Character development: Rand decides to act more like a man, but he's afraid to tell anyone what he's thinking because ... why? They will try to manipulate him and change his mind, and/or will interfere if they knew what he was doing. You too, dear reader, are not trusted enough to know the great man's intentions. In other character development news, Nynaeve has a small insight that she's a bitch. Maybe there's a shred of hope for her. Moiraine realizes that Rand isn't going to let her run the show, and that if she wants to have influence she needs to work with him on his terms (surely she should have realized this earlier? Oh, yeah, the women characters expect to dominate men, right.) Egwene grows up a bit when she learns that she can tell Nynaeve off and that Nynaeve will respect her for it. That's it, in 963 pages, if I'm not forgetting anything. The way the characters arrive at these transformations is worth only a couple of sentences, and are only achieved after many tedious formulaic interactions. It's just not what this book is about.

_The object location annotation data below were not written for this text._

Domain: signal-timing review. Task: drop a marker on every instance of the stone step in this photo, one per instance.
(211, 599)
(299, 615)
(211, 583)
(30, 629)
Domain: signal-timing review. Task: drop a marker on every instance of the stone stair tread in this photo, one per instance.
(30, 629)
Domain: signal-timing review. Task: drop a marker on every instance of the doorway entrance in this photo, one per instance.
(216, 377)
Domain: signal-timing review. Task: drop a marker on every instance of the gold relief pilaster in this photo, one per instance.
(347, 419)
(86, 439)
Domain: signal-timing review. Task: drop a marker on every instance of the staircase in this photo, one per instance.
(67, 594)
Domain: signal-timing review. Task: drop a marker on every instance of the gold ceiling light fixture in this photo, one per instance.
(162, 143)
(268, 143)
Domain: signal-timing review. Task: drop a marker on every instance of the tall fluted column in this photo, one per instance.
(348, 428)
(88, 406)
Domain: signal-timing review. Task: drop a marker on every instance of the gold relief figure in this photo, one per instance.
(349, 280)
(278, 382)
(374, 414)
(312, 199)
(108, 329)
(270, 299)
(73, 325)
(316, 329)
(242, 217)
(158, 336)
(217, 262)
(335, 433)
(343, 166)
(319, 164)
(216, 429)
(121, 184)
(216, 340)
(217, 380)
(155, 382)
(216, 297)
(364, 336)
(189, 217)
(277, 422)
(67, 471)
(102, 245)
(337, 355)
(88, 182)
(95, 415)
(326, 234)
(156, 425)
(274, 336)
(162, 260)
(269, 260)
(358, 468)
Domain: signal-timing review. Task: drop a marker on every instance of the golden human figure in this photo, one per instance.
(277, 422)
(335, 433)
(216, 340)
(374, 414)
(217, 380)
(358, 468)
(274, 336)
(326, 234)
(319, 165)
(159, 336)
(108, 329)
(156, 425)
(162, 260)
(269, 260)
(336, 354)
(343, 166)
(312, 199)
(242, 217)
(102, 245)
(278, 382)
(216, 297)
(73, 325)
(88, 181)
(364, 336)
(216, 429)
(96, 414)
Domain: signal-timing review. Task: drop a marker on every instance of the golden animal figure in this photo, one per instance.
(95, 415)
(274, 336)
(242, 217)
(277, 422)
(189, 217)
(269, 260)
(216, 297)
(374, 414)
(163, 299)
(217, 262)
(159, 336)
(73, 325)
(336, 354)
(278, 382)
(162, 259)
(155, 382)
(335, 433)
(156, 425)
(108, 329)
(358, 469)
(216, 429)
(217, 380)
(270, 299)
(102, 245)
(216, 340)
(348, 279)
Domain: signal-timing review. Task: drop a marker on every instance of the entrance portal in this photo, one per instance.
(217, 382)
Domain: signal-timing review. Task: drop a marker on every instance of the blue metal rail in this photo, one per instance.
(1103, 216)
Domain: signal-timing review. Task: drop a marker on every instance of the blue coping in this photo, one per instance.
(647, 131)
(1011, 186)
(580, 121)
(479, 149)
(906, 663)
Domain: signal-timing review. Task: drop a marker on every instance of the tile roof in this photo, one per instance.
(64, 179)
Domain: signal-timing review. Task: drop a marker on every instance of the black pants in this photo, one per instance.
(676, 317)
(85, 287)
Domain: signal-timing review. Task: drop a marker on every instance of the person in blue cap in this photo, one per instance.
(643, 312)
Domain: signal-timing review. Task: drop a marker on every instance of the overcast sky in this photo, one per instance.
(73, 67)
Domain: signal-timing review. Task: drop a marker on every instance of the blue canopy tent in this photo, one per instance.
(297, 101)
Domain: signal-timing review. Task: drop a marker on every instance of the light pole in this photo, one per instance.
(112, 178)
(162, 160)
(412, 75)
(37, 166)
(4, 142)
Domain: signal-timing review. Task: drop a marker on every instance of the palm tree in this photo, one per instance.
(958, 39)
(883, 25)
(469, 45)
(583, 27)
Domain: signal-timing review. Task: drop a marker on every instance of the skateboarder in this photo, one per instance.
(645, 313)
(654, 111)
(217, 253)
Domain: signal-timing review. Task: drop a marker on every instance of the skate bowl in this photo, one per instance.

There's much about breasts but very little sex. Mat sleeps with an aggressive Aiel woman (well, to be honest, they are all aggressive women) and Rand gets laid (seems to be his first time?) but very little comes of these encounters, and like so much in these books, the really interesting stuff, such as "how did they make love?" and "what the heck are they planning?" is capriciously hidden from us, poor little readers. Oh, sorry, that's called "building tension" when the writer hides the most pertinent motives of his main characters. Yeah? No, I think that's called "manipulation" of a very simple sort, and I find it aggravating, and not "stimulating". Of course, the characters only exist to move the plot along, and they themselves are mere retreads of more ancient and powerful versions of themselves, so there's really nothing happening here, and we don't get the satisfaction of peering into their minds as they deal with mindblowing stuff. Mat and Perrin and Rand all share the same grumpiness about their discoveries of unknown dimensions of themselves.

My favorite parts? Reading about the Forsaken. They're so wicked and fun! But still sadly stupid, the way all the characters are stupid. The scene of Moghedien torturing the Black Ajah sorority, or fighting with that bimbo Nynaeve. Natael (Asmodien) promised to be a potentially interesting inwardly conflicted character, but then — nope. Let's not make characters actually interesting or smart; why, that would take away from our snail's pace unfolding plot that has to go on for more than twelve books! AAAAARRRRRGGGHHHHH!

I need to brush up my skimming technique.

Mostly, at this point, I'm anticipating reading how Brandon Sanderson wraps it all up, and if he can put a bit more polish, a bit of verve, on the quality of the writing. The buzz I'm gathering says that the later RJ books are even worse than this one.